The first stroke of the hurricane had been, as is generally the case, the worst; for about half an hour it had blown with frightful and disastrous fury, as has already been described, after which it lulled somewhat, and then had again steadily increased. Accordingly, when Captain Leicester went on deck at noon, he found the gale still gathering strength, the sea higher than ever, and the sky looking more threatening than he remembered to have ever before seen it.

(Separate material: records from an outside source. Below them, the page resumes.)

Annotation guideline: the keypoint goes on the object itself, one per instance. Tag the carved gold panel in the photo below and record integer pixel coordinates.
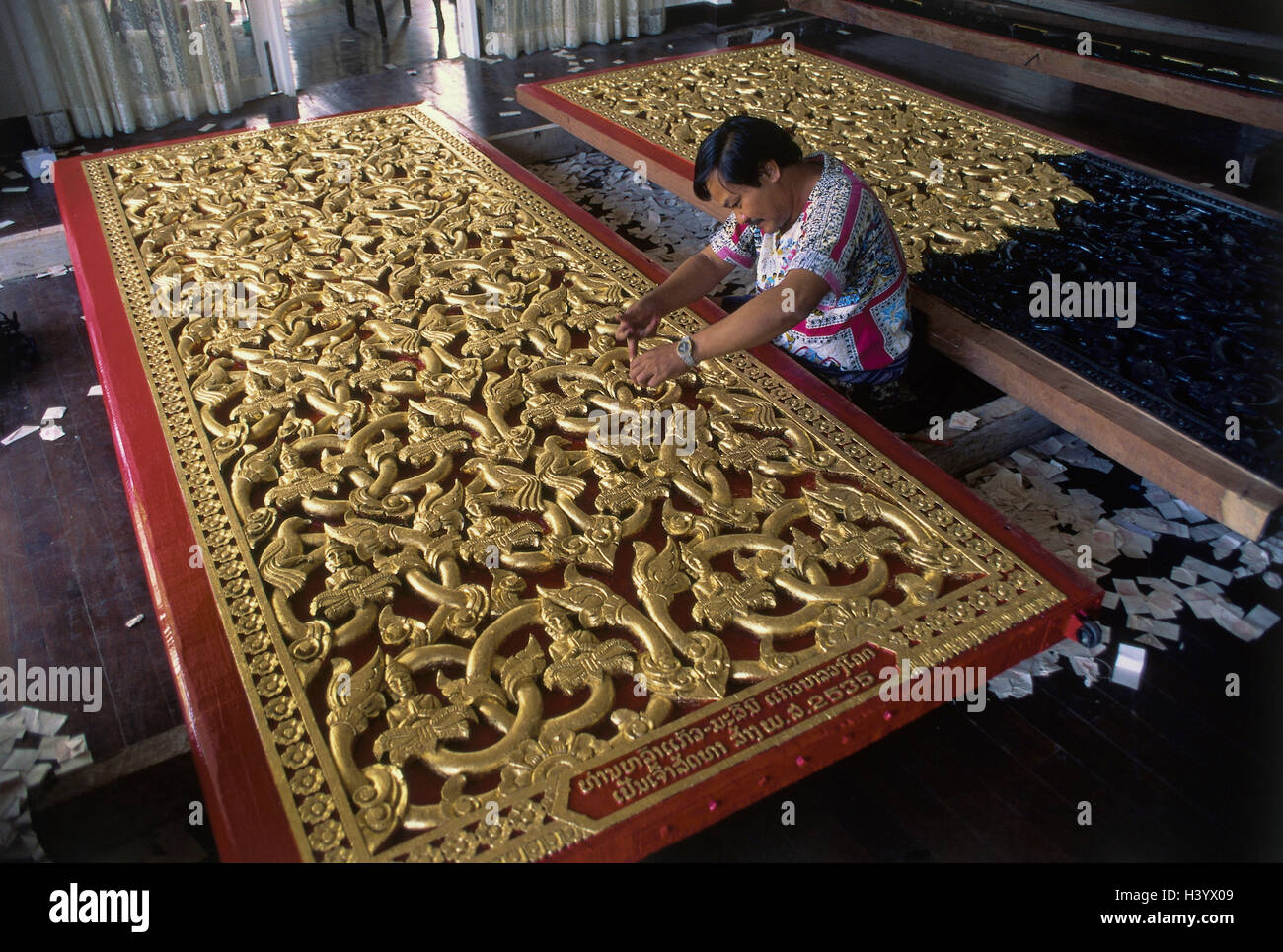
(470, 626)
(952, 179)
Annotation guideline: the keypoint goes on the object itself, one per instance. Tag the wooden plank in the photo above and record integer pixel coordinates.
(1005, 425)
(1123, 431)
(1236, 106)
(1202, 477)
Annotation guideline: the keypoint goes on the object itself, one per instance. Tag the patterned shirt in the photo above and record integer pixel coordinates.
(843, 235)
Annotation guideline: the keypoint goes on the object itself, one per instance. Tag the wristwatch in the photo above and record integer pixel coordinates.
(684, 351)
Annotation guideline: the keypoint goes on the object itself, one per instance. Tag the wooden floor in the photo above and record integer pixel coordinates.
(1172, 771)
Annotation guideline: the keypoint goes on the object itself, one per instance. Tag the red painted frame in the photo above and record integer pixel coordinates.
(539, 93)
(245, 812)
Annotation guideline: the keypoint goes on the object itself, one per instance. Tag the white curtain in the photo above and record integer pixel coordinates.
(512, 27)
(93, 68)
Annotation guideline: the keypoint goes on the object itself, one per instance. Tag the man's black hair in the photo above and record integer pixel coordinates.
(739, 148)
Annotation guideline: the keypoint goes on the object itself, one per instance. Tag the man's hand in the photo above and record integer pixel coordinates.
(638, 321)
(657, 366)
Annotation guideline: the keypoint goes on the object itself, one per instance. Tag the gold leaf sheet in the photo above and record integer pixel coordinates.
(952, 179)
(445, 603)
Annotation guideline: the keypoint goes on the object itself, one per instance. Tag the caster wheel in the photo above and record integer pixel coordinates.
(1090, 634)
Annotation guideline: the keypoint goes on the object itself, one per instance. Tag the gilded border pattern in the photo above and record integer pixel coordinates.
(320, 812)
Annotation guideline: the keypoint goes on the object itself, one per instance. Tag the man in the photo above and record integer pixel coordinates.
(832, 285)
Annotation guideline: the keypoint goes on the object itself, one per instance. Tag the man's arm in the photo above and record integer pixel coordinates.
(697, 276)
(762, 319)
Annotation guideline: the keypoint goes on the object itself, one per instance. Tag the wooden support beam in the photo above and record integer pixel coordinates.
(1202, 477)
(1005, 425)
(1209, 99)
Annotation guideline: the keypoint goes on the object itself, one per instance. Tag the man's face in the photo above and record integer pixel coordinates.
(765, 205)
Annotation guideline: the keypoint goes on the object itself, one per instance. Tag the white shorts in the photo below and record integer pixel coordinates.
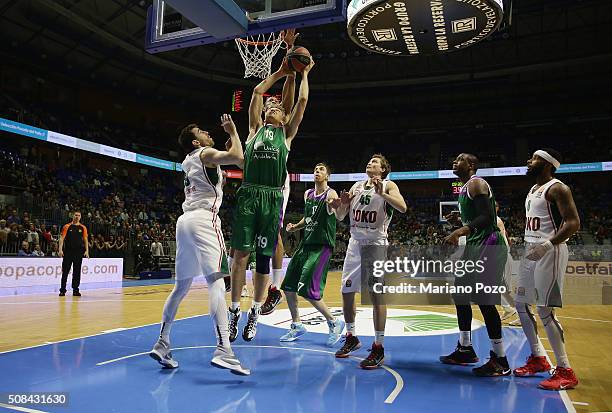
(200, 248)
(541, 282)
(351, 270)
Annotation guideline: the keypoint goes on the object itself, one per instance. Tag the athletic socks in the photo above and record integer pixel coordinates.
(554, 331)
(465, 338)
(216, 297)
(530, 329)
(497, 344)
(277, 277)
(164, 333)
(181, 287)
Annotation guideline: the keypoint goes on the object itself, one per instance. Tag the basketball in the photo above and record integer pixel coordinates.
(298, 58)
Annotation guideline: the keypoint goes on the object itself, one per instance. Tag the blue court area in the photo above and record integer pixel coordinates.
(113, 373)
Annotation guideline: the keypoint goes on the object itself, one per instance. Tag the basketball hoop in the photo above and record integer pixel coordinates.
(257, 52)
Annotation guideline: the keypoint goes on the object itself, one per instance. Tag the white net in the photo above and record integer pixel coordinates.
(257, 52)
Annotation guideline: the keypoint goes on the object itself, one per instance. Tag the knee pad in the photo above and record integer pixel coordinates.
(523, 308)
(546, 314)
(262, 264)
(211, 278)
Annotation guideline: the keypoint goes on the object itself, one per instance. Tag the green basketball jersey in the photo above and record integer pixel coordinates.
(488, 235)
(320, 226)
(265, 157)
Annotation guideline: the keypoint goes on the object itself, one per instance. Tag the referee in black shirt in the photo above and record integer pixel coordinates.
(73, 246)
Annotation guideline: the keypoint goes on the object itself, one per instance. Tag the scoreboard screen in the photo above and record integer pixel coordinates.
(456, 187)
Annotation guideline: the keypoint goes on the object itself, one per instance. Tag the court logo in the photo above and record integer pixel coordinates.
(384, 35)
(426, 322)
(400, 322)
(464, 25)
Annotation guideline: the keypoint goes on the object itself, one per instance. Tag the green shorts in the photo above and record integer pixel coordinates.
(307, 271)
(257, 219)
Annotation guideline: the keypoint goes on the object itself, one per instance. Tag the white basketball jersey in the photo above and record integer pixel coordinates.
(370, 217)
(542, 217)
(203, 186)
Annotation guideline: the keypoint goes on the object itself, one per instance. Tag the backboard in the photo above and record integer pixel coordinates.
(170, 29)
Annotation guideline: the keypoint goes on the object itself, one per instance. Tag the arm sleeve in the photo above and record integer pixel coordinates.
(485, 216)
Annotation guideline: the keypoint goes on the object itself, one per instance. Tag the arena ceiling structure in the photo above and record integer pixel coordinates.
(550, 66)
(105, 38)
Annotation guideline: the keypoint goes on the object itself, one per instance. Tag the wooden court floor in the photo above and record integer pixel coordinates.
(31, 320)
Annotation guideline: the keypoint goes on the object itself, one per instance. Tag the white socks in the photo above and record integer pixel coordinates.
(555, 335)
(164, 334)
(497, 344)
(181, 287)
(465, 338)
(530, 328)
(216, 298)
(277, 277)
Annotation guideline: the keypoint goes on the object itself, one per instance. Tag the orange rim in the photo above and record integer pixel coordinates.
(266, 43)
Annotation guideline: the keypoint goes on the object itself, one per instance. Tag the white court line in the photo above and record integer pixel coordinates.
(585, 319)
(399, 381)
(92, 335)
(563, 393)
(20, 409)
(114, 330)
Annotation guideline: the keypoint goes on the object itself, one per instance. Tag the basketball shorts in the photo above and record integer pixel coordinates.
(257, 219)
(487, 277)
(541, 282)
(200, 248)
(307, 271)
(286, 191)
(352, 272)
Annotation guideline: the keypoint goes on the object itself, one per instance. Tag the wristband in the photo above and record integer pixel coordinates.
(548, 245)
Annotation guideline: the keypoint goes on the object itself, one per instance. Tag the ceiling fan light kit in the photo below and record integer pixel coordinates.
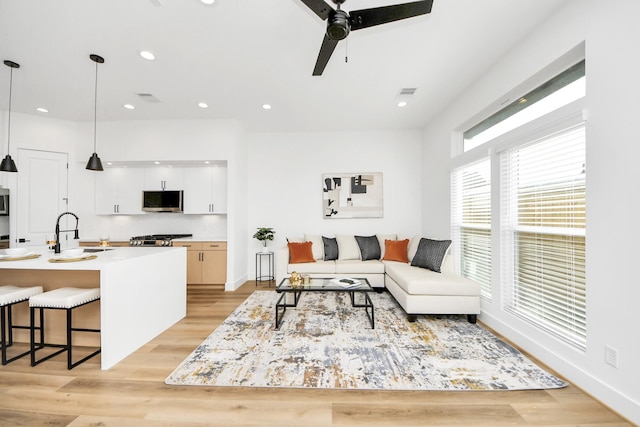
(340, 23)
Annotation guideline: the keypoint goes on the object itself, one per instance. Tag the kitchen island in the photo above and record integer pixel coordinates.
(142, 293)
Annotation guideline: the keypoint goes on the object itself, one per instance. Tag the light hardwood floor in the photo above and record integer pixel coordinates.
(133, 393)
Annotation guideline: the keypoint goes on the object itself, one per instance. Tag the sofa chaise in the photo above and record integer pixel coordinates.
(417, 272)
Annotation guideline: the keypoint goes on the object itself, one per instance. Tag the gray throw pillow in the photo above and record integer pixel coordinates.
(369, 247)
(330, 248)
(430, 254)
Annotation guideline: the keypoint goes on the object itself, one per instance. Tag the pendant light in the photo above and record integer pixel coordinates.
(94, 163)
(8, 165)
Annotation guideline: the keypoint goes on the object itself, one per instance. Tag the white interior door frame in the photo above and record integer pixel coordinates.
(42, 195)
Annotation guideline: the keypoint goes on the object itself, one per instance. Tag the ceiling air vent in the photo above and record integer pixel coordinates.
(407, 91)
(147, 97)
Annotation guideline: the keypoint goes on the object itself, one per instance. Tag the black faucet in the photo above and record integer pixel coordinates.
(56, 248)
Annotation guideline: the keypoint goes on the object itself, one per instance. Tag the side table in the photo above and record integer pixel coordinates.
(260, 277)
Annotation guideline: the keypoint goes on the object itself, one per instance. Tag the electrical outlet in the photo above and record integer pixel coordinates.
(611, 356)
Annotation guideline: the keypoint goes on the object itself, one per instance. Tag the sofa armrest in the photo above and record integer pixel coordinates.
(281, 263)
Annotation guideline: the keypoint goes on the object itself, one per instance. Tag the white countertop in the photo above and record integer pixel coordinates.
(104, 258)
(201, 239)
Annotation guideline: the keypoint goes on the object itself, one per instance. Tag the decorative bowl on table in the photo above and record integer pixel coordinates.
(16, 252)
(72, 252)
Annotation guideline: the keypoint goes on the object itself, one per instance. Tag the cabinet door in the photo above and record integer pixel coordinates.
(106, 191)
(205, 190)
(119, 191)
(197, 190)
(214, 267)
(163, 178)
(219, 189)
(194, 267)
(130, 191)
(194, 261)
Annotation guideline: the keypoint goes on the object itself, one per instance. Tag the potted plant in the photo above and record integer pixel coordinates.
(263, 234)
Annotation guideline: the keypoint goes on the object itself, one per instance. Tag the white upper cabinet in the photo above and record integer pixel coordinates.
(164, 178)
(205, 190)
(119, 191)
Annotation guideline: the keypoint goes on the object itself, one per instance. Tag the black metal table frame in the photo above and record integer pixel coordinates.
(281, 304)
(270, 260)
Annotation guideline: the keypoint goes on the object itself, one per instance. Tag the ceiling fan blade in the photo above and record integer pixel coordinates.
(327, 48)
(381, 15)
(319, 7)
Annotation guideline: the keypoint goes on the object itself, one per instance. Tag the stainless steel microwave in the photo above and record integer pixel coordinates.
(162, 201)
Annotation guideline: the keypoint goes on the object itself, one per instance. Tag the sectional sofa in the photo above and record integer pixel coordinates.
(422, 279)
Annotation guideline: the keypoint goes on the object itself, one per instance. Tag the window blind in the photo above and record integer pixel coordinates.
(543, 236)
(471, 222)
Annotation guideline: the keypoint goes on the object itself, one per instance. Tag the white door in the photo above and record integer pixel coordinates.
(42, 196)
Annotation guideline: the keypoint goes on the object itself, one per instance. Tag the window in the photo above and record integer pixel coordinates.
(543, 236)
(471, 222)
(561, 90)
(520, 183)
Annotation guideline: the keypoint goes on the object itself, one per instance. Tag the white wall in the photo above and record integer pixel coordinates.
(285, 182)
(611, 36)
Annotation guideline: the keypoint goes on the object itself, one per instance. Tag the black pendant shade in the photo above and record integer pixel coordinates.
(8, 165)
(94, 162)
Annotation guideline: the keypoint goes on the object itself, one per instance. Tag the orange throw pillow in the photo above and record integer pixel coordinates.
(300, 252)
(396, 250)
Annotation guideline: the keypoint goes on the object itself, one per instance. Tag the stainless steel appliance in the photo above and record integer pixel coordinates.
(162, 201)
(156, 239)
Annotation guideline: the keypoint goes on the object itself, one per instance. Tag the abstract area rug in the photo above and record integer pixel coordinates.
(326, 343)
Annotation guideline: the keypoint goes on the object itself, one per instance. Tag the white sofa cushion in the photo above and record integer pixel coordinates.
(326, 267)
(347, 247)
(420, 281)
(353, 267)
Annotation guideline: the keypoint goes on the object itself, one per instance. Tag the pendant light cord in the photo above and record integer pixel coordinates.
(9, 117)
(95, 110)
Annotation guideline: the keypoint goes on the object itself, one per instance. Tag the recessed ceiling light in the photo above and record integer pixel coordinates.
(147, 55)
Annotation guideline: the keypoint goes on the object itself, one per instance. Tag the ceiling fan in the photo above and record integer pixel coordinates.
(341, 23)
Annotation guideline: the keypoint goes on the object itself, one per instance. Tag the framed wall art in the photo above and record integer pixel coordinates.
(352, 195)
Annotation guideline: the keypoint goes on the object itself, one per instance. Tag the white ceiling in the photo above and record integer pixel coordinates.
(239, 54)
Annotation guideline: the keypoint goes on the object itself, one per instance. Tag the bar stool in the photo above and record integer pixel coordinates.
(10, 296)
(61, 299)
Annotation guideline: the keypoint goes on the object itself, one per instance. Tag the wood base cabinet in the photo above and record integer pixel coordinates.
(206, 262)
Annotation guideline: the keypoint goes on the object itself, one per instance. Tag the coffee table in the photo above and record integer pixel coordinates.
(325, 285)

The ship was scudding under bare poles, and behaving capitally, too; but George saw that if the sea rose much higher there would be great danger of being “pooped;” so he—like the people on board the unfortunate Princess Royal—roused out a new foresail and, with very great difficulty, got it bent and set, reefed. This sail dragged the little barque along at a tremendous pace; and from that time there was no further danger of her being “pooped” or overrun by the sea.

On the third day the gale broke; and by sundown the weather had so far moderated as to permit of the Aurora being brought to the wind and hove-to, a manoeuvre which George was most anxious to accomplish, since the ship had, for over seventy-two hours, been running to the eastward, or directly away from her port, at the rate of some ten knots an hour, giving her over seven hundred miles of extra distance to make up. The Aurora remained hove-to during the whole of that night; but at eight bells next morning she made sail under single-reefed topsails and courses; stretching away to the northward and westward on the port tack. She continued on this tack all day; and went about at the end of the second dog-watch, George’s object being to work his way back to the spot, as nearly as possible, where the fleet had separated, and there wait two or three days if need be, in the hope of falling in with the bulk of them again.

Captain Leicester had of course taken full advantage of the return of fine weather to repair damages; the crew had been busy during the whole day getting two new topgallant-masts aloft and rigging them, bending new sails in place of those split or blown away, and so on; the Aurora was consequently, when night fell, all ataunto once more; and a stranger looking at her, would, except for the new look of some of the spars and canvas, never have suspected that she had had her wings clipped.

At nightfall she was standing to the southward and westward on the port tack, under every stitch of canvas that would draw; the wind was failing fast; the sea had long since ceased to break; there was now only an occasional white fleecy comb to be seen on the crests of the waves; and the ship was gliding gently along, with a slow, steady, rhythmical rising-and-falling motion over the long heavy swell, at the rate of some five knots in the hour. The skipper was in excellent spirits at having escaped so well and so cheaply from the fury of the hurricane; and he remained on deck until midnight, chatting with Mr Bowen, the chief mate.

The relief-watch had just been called, and George was waiting to accompany the mate below when his attention was suddenly attracted by a curious appearance in the sky to windward. It was still cloudy; and, low down on the horizon and about two points on the weather bow, he noticed that the clouds were lighter and brighter in tint than anywhere else.

“Look, Bowen,” he exclaimed, “do you see that peculiar-looking cloud away there on the horizon, just over our cat-head? What is the meaning of it?”

The mate looked in the direction indicated; and his more mature experience at once suggested an explanation.

“Looks to me,” he said, “as if there was something afire over there. Here, you Tom,” to a lad belonging to the relief-watch, who had just come on deck, “slip up as far as the fore-topmast cross-trees, and see if you can see anything out of the common away there on the weather bow.”

“Ay, ay, sir,” answered the lad; and in another moment he was dancing nimbly up the fore-rigging; his form just dimly discernible in the dark shadow of the sails.